The user interface (UI) is one of the key mechanisms of differentiation and competition through which business software acquires and retains its market niche. This is especially true for mass-market business software for small and medium businesses.
In a broad sense, a classic UI includes a set of attractive images, fields and buttons, as well as combinations of scenarios that allow employees to complete specific tasks with maximum efficiency. Business software vendors are striving to offer better user interfaces and more enriched scenarios to attract a larger customer base. At the same time, vendors with a wide customer base are somewhat shielded from competition due to the user adoption effect, which is driven by the tendency of users to resist switching from a familiar interface to an unfamiliar one.
However, everything could dramatically change with the development of AI. Traditional graphical user interfaces (GUIs) are being replaced with adaptive UIs that make the “adoption effect” obsolete. The new market configuration will lead to the disappearance of some types of business software in the form we’re accustomed to seeing them in.
We see increasingly active attempts to integrate various AI assistants into our work. The traditional GUI (screens, fields and buttons) is being replaced by a conversational format that moves further away from any standards. Although we still see some limitations (prompt-writing rules), the dynamics are obvious. The most advanced vendors have already begun to include elements of AI user interfaces (AIUIs) in their applications.
How will the situation develop?
It can be confidently said that a new class of vendors will emerge, focusing exclusively on developing AI assistants for business tasks. This means that an AI assistant layer will wedge itself between the user and business apps, fully controlling the user experience by receiving tasks from users, breaking them down into sub-tasks and carrying out necessary actions in business applications.

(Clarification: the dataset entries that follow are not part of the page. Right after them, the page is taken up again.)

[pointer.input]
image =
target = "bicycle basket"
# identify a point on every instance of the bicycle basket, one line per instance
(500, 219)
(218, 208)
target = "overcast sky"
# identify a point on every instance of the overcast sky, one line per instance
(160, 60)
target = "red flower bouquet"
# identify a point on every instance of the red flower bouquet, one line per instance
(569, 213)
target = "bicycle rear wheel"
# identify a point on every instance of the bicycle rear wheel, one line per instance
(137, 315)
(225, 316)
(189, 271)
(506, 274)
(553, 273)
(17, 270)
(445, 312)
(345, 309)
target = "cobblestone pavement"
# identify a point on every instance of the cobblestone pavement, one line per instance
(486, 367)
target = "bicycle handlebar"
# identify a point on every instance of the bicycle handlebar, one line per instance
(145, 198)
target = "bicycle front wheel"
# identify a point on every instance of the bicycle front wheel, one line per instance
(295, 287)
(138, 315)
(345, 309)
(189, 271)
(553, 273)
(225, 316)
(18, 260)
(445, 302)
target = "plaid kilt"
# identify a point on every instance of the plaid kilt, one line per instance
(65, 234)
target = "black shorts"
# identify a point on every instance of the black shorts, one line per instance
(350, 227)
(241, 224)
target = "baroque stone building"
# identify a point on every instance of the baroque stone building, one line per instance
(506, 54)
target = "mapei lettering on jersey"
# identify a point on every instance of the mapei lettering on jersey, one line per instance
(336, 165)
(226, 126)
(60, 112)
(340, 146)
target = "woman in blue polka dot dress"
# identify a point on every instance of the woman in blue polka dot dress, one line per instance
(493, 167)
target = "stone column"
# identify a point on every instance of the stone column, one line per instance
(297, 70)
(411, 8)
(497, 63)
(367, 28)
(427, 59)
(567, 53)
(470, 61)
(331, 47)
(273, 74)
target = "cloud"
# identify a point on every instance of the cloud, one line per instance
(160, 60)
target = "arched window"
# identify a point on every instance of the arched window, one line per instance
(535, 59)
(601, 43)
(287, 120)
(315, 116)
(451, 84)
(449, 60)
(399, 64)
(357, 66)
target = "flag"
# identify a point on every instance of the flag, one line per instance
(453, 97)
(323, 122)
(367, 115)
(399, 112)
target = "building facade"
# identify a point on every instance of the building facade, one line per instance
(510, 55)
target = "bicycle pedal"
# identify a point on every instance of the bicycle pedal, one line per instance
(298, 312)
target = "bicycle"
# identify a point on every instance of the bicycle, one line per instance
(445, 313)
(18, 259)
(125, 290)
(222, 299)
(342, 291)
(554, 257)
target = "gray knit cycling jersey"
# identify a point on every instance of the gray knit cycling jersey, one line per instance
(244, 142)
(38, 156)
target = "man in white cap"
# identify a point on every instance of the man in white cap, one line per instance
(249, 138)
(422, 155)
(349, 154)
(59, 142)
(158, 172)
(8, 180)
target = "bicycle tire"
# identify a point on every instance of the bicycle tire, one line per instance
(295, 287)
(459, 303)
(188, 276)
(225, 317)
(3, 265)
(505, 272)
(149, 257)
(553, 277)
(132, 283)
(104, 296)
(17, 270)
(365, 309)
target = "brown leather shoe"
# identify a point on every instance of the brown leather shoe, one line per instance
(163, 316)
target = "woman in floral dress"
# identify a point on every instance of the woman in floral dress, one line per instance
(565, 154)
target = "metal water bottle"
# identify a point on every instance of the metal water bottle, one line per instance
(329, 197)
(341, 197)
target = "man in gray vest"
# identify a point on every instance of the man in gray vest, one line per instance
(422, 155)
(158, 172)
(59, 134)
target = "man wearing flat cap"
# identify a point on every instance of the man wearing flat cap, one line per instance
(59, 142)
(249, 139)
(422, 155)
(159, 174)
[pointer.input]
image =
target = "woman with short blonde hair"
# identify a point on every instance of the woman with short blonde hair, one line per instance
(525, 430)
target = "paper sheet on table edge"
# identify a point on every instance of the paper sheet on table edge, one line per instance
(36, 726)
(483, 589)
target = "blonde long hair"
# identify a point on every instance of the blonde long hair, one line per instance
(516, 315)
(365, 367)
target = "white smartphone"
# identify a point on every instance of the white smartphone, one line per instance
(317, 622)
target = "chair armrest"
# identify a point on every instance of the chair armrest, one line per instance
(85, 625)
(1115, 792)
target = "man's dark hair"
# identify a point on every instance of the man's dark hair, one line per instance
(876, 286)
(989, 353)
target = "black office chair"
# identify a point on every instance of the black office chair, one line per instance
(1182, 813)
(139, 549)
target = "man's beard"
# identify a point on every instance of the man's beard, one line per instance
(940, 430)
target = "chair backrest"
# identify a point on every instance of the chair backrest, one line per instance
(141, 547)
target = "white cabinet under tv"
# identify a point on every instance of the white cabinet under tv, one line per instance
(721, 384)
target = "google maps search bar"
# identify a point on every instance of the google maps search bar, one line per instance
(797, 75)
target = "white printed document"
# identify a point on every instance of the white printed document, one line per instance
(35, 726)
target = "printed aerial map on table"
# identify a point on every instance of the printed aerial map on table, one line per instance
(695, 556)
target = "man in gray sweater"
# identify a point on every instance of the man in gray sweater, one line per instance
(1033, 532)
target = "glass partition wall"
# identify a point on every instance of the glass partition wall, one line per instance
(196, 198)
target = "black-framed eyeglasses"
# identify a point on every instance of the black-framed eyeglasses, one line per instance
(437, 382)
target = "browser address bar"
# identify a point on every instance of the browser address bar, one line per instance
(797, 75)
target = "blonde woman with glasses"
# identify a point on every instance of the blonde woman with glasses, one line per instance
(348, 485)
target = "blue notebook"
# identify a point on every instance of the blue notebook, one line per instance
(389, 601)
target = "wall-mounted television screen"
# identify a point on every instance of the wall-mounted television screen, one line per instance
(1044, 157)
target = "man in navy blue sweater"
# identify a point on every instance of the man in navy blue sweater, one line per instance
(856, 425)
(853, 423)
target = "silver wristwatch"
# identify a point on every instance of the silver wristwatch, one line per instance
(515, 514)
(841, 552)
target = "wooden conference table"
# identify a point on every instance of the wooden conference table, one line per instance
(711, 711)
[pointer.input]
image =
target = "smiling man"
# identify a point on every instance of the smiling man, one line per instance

At the same time, most business software vendors don’t have sufficient resources to create AI interfaces independently. This will be the domain of specialized companies focusing on AI assistants.
How will business software change in the new AIUI paradigm?
First, traditional business apps will lose their individuality, becoming merely data processing engines behind the AI assistant. This will undermine customer loyalty. Users will stop thinking about what’s behind the AI assistant, like few people think about who manufactured the servers sitting somewhere in a cloud provider’s data center.
Second, business application interfaces will change dramatically. The need to invest in the development and support of a nice-looking and user-friendly GUI will disappear, as AI assistants are unlikely to evaluate them. At the same time, it will become mandatory for business apps to provide well-structured APIs to ensure seamless interaction with the AI assistant. Instead of providing a collection of complex scenarios with rigid boundaries, AI assistants will work with atomic functions, which can “assemble” into the necessary scenarios to solve the tasks set by users.
Third, for users, the boundaries between different types of business applications will blur. As AI assistants mature, users will no longer focus on which system stores client information—whether it’s a CRM, a B2B e-commerce platform or an ERP system. AI assistants will be assigned tasks and will handle them by retrieving and transferring data across systems as needed.
What does this mean for software vendors?
The loss of access to the end user and the transformation into a commodity will lead to substantial changes in the market for business applications. The clients of producers of various systems, such as CRMs and ERPs, will no longer be hundreds of thousands of small- and medium-sized companies but rather just a handful of successful AI assistant providers, each of which will carefully select one or two technological partners in each segment. The main requirements for partnering technology will be flexibility, scalability and well-structured APIs—qualities that will allow AI assistants to effectively process millions of transactions daily within these systems.
At the same time, vendors who have invested heavily in usability and marketing at the expense of architectural excellence are unlikely to find their place in the new world. They’ll likely be acquired by new players primarily for customer base acquisition.
The situation described above won’t fully materialize in the next two to three years, but the prerequisites for it are already there. Prominent technologies like ChatGPT still seem unable to provide complete AIUI functionality, but more and more components are emerging that will eventually come together to form the necessary configuration. We’re constantly experimenting with AI functions in digital commerce and observing that the speed of changes is growing.
The picture outlined above is relevant for everyone involved, directly or indirectly, in the creation and development of business software.
• It’s important to carefully consider whether it’s worth investing in the creation of yet another business software if it isn’t focused on AIUI.
• Vendors developing business software should think about how ready their solutions are for the AIUI revolution and begin considering their survival strategy in the new reality.
• Employees who assume their experience with specific business software is a key skill should be prepared that they’ll need to grow other competencies, as software knowledge will no longer be an advantage in the AIUI paradigm.
AI promises to change the world around us, and we all need to reflect on how this will affect the many aspects of our daily lives.